Mick Schumacher a complété les quatre premières courses de sa saison de débuts dans la IndyCar Series. Jusqu’à présent, il a eu l’occasion de concourir sur différents types de circuits, y compris des circuits ovales, de route et urbains.
Avec le plus grand défi encore à venir, Schumacher se prépare pour l’essai préliminaire officiel des 500 Miles d’Indianapolis à la fin avril. Les séances d’entraînement libres pour la célèbre course commenceront la deuxième semaine de mai.
Dans une interview exclusive, Schumacher partage ses expériences dans cette nouvelle discipline, les défis auxquels il a fait face pendant les weekends de course et ses aspirations pour la saison.

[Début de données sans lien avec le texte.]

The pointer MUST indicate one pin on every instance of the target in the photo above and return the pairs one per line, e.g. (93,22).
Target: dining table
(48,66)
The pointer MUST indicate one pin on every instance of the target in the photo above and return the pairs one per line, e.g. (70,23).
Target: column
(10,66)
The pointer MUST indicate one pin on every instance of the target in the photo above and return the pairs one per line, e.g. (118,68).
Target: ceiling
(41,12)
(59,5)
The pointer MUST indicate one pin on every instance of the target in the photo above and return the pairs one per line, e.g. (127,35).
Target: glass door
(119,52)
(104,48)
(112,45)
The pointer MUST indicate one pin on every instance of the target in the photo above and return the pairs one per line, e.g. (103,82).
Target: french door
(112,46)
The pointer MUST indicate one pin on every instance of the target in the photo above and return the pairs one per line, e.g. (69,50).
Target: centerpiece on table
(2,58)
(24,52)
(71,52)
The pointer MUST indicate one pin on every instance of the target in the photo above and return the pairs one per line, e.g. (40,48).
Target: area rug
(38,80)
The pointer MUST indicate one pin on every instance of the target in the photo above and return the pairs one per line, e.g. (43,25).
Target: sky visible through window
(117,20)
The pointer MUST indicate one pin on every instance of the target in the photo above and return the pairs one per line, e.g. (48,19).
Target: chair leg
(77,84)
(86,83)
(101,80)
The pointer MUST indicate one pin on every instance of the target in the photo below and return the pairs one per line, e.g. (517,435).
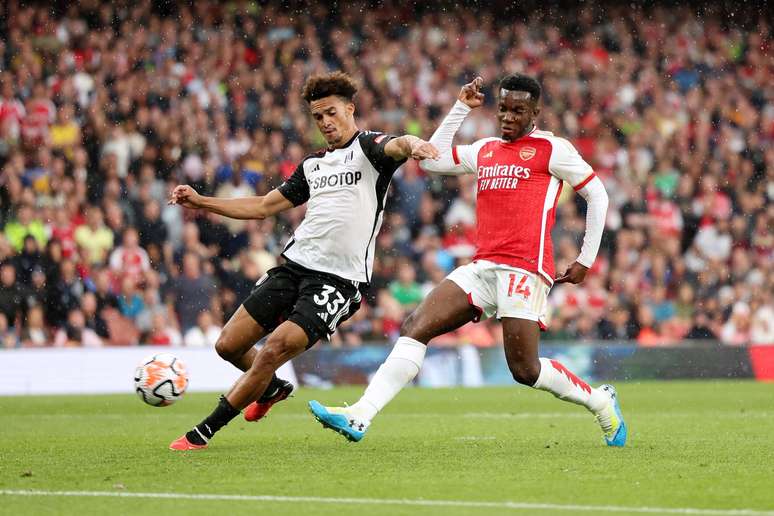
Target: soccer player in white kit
(329,258)
(520,177)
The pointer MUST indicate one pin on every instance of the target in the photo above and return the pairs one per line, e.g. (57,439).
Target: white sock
(402,365)
(562,383)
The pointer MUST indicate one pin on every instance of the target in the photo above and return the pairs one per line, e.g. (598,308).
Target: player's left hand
(421,149)
(574,274)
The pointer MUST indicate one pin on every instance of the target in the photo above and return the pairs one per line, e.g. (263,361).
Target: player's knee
(412,327)
(279,349)
(224,350)
(525,373)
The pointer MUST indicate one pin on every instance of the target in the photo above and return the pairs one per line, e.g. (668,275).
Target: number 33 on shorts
(331,303)
(522,295)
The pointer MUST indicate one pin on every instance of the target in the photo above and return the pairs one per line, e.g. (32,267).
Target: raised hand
(471,94)
(185,196)
(421,149)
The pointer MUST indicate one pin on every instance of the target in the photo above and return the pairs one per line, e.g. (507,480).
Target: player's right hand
(471,94)
(185,196)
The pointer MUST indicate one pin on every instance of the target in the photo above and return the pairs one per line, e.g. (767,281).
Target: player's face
(335,119)
(516,114)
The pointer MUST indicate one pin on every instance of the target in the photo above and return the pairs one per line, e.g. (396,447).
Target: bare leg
(286,342)
(237,339)
(521,338)
(521,351)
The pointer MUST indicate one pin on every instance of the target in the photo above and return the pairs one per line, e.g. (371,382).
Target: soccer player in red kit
(520,177)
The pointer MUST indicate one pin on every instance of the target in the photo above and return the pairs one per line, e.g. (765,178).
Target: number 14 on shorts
(519,287)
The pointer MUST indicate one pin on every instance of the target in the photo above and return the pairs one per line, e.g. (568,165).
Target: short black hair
(521,82)
(333,83)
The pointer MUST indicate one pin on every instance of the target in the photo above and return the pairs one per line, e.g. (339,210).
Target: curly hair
(334,83)
(521,82)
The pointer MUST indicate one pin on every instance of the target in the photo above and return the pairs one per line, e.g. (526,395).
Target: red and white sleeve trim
(584,182)
(455,157)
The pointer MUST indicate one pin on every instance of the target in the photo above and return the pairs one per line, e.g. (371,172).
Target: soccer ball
(160,379)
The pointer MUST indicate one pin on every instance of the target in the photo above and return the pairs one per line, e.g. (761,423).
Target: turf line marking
(396,501)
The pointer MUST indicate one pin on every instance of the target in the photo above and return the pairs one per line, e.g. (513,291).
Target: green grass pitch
(693,445)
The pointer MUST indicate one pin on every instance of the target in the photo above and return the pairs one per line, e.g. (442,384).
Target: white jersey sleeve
(460,159)
(567,164)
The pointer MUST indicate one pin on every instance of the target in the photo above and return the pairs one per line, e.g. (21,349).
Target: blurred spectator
(11,295)
(65,294)
(74,333)
(162,333)
(191,292)
(205,334)
(130,260)
(736,330)
(25,224)
(35,334)
(151,307)
(406,291)
(129,301)
(8,337)
(95,237)
(93,320)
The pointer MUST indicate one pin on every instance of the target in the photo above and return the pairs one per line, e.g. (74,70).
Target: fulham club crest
(527,153)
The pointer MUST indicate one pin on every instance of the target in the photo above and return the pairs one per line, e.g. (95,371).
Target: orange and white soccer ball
(160,379)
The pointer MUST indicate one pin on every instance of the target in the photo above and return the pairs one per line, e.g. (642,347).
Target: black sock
(271,389)
(219,418)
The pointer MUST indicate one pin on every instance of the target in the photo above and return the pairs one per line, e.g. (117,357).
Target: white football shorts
(503,291)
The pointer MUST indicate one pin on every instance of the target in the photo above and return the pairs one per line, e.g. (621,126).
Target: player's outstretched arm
(257,207)
(596,200)
(409,146)
(470,97)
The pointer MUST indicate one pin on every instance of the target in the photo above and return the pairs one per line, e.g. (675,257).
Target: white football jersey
(345,190)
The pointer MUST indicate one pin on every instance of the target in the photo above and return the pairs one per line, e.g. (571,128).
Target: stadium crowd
(104,107)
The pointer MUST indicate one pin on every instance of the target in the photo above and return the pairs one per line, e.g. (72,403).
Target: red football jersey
(519,183)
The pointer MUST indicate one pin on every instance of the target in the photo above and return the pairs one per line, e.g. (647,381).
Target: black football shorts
(318,302)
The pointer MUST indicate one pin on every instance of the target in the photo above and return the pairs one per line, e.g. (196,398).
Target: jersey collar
(534,128)
(357,133)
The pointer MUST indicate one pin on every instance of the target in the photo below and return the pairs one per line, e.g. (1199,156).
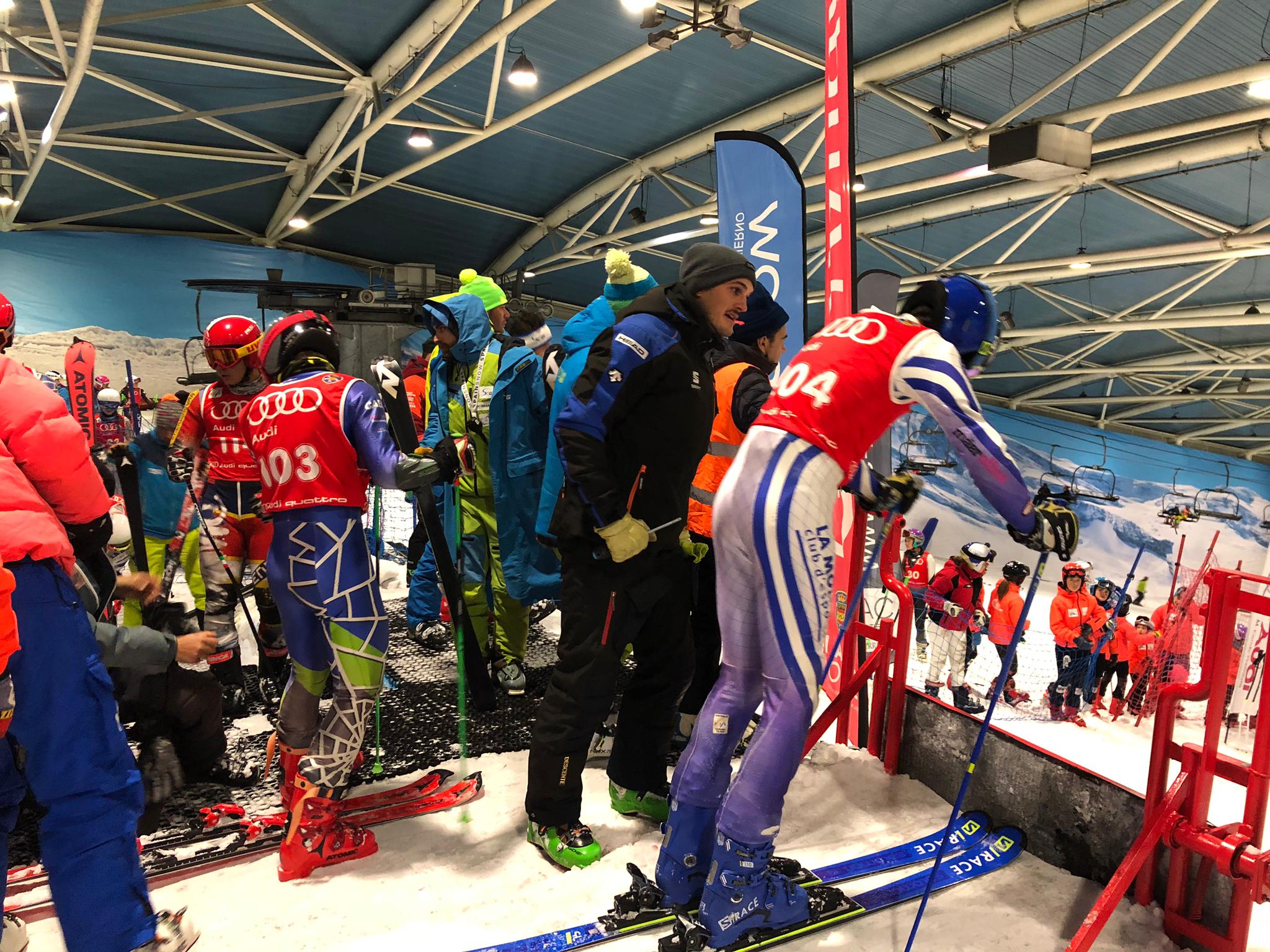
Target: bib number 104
(819,387)
(280,466)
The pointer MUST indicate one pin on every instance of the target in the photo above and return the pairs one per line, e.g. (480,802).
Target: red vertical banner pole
(840,214)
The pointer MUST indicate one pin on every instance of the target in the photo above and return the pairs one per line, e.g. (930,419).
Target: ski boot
(571,845)
(649,804)
(14,936)
(744,894)
(173,933)
(687,844)
(510,677)
(962,701)
(316,835)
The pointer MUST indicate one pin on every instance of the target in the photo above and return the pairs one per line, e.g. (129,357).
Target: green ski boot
(649,805)
(572,845)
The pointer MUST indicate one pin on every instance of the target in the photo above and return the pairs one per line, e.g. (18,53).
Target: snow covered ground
(442,884)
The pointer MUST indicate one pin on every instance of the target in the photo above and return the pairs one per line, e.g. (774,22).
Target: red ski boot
(318,837)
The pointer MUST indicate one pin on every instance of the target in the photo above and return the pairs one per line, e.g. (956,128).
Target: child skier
(773,512)
(956,603)
(321,438)
(918,568)
(229,508)
(1075,616)
(1005,609)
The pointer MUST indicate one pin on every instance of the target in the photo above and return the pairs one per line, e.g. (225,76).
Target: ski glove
(696,551)
(161,770)
(626,537)
(890,494)
(1057,531)
(180,469)
(415,472)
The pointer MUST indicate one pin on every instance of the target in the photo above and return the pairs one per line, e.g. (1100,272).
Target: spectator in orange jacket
(1005,609)
(1075,616)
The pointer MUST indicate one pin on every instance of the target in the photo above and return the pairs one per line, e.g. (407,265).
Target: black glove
(89,537)
(161,770)
(180,469)
(1057,531)
(894,494)
(415,472)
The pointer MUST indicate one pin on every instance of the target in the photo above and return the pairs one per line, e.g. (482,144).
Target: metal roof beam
(208,58)
(74,77)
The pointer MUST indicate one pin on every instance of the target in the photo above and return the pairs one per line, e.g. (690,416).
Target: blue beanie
(762,318)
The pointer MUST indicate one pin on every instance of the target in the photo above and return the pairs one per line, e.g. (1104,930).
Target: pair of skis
(974,850)
(230,835)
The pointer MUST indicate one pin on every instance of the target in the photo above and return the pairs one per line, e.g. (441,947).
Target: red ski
(81,363)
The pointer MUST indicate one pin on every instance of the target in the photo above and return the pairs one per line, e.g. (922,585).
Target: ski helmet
(8,323)
(294,337)
(1015,571)
(963,311)
(229,339)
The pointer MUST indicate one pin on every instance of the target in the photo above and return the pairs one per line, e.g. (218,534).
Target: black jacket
(638,420)
(752,389)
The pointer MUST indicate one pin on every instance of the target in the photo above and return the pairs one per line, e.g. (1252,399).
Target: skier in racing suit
(229,509)
(321,438)
(774,553)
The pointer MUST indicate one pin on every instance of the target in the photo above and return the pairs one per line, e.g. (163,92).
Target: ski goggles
(224,357)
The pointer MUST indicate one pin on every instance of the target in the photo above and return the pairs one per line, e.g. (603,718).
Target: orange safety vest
(724,441)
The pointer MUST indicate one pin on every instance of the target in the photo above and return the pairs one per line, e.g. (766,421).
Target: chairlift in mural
(1176,507)
(1220,503)
(1095,483)
(920,455)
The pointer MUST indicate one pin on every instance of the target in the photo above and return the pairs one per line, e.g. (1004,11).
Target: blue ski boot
(742,894)
(683,861)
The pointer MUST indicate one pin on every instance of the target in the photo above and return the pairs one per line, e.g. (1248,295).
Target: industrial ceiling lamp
(522,73)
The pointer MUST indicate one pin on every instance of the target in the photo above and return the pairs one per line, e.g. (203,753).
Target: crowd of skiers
(1096,646)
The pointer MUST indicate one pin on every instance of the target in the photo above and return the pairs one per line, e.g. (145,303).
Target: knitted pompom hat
(626,281)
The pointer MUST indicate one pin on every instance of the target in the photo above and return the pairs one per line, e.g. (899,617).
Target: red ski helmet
(229,339)
(303,333)
(8,323)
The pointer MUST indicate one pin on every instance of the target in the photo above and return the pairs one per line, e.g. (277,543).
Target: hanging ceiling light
(522,73)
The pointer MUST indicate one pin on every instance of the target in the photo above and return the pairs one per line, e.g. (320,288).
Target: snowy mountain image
(158,361)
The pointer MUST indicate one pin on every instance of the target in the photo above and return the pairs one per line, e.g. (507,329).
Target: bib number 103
(281,465)
(819,387)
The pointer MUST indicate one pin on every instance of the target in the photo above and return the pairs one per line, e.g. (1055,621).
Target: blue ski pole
(870,564)
(1113,620)
(978,746)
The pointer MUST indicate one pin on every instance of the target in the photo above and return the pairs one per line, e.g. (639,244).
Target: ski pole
(1114,620)
(870,564)
(978,746)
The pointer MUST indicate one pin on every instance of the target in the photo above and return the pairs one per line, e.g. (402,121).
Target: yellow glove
(626,537)
(696,551)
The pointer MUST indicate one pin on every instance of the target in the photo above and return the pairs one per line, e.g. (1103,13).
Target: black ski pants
(706,640)
(644,602)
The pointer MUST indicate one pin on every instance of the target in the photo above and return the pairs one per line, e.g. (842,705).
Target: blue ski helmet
(963,311)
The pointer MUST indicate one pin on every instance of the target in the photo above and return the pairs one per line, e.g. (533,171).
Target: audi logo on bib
(296,400)
(228,409)
(858,328)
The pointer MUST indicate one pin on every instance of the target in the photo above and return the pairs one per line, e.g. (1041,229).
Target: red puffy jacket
(46,475)
(1070,611)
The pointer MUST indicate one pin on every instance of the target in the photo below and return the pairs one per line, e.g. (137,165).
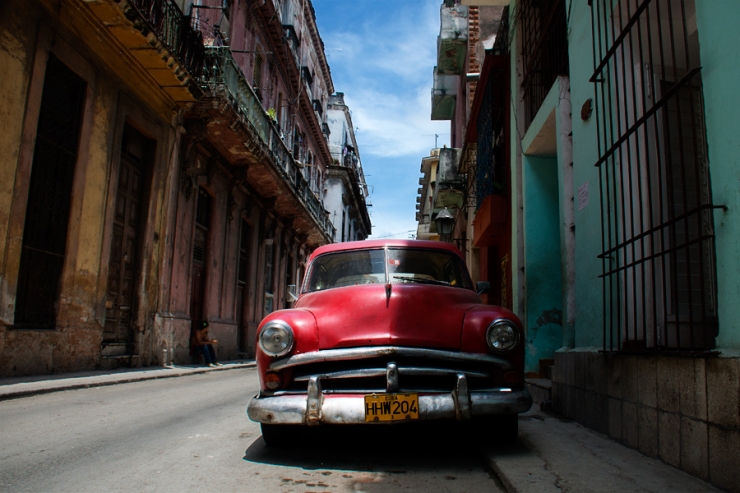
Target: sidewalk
(16,387)
(556,455)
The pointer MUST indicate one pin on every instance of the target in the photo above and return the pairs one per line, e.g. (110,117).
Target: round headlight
(502,336)
(276,338)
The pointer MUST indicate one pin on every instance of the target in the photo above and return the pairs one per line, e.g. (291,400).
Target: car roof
(374,244)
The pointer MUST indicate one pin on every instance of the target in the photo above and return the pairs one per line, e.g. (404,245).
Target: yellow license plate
(391,407)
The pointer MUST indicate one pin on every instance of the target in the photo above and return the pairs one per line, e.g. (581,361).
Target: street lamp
(445,224)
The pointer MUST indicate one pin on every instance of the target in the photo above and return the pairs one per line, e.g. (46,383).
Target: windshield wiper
(421,280)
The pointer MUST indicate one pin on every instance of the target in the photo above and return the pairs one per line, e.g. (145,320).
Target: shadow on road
(418,447)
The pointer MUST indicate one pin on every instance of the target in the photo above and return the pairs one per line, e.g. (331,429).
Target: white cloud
(393,125)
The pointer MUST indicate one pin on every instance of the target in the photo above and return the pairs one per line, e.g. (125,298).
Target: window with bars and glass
(659,290)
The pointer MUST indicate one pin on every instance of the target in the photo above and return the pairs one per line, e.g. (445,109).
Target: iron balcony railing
(221,73)
(174,29)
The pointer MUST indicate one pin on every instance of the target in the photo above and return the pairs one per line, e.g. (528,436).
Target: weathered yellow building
(151,177)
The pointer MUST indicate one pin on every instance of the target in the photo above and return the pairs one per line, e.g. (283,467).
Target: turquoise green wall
(588,323)
(542,263)
(719,37)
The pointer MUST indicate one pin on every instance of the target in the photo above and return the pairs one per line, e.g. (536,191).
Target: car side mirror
(292,293)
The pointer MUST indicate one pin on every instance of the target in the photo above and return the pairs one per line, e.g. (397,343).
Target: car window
(427,266)
(405,265)
(346,269)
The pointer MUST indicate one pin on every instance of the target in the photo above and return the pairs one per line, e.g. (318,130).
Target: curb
(21,393)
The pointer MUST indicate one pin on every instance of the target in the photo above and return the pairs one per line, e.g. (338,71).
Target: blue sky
(381,56)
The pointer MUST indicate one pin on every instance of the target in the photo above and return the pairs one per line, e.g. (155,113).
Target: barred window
(658,264)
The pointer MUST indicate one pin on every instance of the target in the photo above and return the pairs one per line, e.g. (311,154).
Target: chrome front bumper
(315,407)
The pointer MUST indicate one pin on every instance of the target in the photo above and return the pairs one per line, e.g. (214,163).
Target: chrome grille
(371,370)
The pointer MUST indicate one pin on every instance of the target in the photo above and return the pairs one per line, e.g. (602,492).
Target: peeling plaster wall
(717,26)
(542,249)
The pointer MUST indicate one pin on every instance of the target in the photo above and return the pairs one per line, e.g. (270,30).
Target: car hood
(414,315)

Premières impressions en IndyCar
Après son expérience en F1 et en WEC, Schumacher souligne la différence dans la dynamique de travail. « Être dans une équipe où vous n’avez pas à partager la voiture avec un autre pilote a été vraiment positif. Cela m’a permis de travailler sans faire de concessions », affirme-t-il.
Malgré les difficultés liées aux changements d’équipe, il assure que l’ambiance est stimulante. « Travailler avec Eddie à Barber a été amusant, et j’espère continuer sur ce refrain à Long Beach », commente-t-il.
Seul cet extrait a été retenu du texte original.